— Успокойтесь!.. Подумайте, кто мог вам звонить?
— Не знаю, — потерянно покачала головой Пушкарева.
— И никаких подозрений не возникло?
— Не-ет… но… Он очень осведомлен… Это кто-то из фабричных.
— Кто?
— Среди мужчин таких нет…
— Любая женщина могла попросить мужчину, — раздумчиво проговорил Кромов и сухо спросил: — Из-за чего вы расстались с директором… и с фабрикой?
— Поссорились… — горько ответила Пушкарева. — Похоже, Иван Васильевич завел себе еще кого-то… Надоела я… Как-то так все получилось… Он сказал, увольняйся… Сначала-то я не хотела, но потом решила, лучше уволиться, чем дожидаться от него неприятностей…
— Такое могло случиться?
Унылая усмешка скользнула по губам Пушкаревой:
— Я слишком хорошо знаю Ивана Васильевича…
Кромов посмотрел на нее внимательнее. И совсем не собираясь этого спрашивать, спросил:
— Таня, зачем вам все это было нужно?
Она вздрогнула так, будто на нее замахнулись, приподняла плечи и обреченно уронила их:
— Не знаю…
Кромов глядел в окно, за которым слабый ветерок покачивал уже обнаженную осенью ветку, молчал.
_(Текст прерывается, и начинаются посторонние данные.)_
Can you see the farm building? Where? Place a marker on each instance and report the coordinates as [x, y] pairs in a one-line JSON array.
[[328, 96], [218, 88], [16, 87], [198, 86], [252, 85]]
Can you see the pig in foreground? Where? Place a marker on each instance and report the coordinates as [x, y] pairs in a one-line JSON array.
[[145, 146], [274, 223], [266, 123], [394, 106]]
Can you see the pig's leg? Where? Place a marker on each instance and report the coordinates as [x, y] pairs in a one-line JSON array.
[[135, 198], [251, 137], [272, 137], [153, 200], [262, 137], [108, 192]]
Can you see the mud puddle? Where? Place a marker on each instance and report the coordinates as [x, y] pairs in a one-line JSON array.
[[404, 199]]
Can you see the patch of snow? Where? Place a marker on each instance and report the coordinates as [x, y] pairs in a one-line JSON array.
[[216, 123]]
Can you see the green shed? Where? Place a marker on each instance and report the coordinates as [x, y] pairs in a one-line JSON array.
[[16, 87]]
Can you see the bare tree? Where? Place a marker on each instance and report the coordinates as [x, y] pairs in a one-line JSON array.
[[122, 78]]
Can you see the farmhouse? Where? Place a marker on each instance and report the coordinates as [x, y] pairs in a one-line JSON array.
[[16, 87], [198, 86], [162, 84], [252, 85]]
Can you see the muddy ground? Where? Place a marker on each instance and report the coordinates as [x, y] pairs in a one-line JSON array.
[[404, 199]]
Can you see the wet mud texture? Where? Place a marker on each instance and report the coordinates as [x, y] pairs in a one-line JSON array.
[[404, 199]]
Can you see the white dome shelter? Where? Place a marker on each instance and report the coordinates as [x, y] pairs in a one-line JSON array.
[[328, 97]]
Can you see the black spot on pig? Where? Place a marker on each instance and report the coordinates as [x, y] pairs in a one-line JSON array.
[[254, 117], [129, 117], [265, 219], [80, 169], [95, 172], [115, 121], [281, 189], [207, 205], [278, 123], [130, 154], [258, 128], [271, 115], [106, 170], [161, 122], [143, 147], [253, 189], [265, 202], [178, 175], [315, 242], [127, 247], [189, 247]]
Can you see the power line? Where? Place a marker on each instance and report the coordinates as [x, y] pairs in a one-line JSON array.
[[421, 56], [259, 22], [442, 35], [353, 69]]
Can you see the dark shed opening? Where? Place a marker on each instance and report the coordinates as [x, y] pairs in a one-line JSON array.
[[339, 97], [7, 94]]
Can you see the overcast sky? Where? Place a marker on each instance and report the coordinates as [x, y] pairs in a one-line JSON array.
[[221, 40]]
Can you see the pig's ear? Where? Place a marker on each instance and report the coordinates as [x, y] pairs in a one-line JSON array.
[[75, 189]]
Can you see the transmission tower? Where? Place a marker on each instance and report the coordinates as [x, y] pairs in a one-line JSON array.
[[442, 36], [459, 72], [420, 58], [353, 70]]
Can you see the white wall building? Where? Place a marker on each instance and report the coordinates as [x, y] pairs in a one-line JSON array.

— Не знаю… — прошептала Пушкарева и продолжила неожиданно посуровевшим голосом: — Я ведь не любила Ивана Васильевича.
— Тогда зачем? — спросил Кромов, и в его голове шмыгнула, показавшаяся смешной мысль — неужели и в интимной обстановке она называла его Иваном Васильевичем?
— Чтобы жизнь такой пресной не казалась, — с некоторым вызовом заявила Татьяна Эдуардовна. — Все одно и то же: работа — дом, дом — работа… А Иван Васильевич… Цветы, комплименты, машина, романтика, тайна… От Виктора, кроме зарплаты, ничего не дождешься… Вот, к примеру…
— Примеров не надо, — остановил Кромов. — Ни к чему они… Скажите лучше, вы задумывались, почему именно Мозжейкина, а, скажем, не профсоюзная деятельница?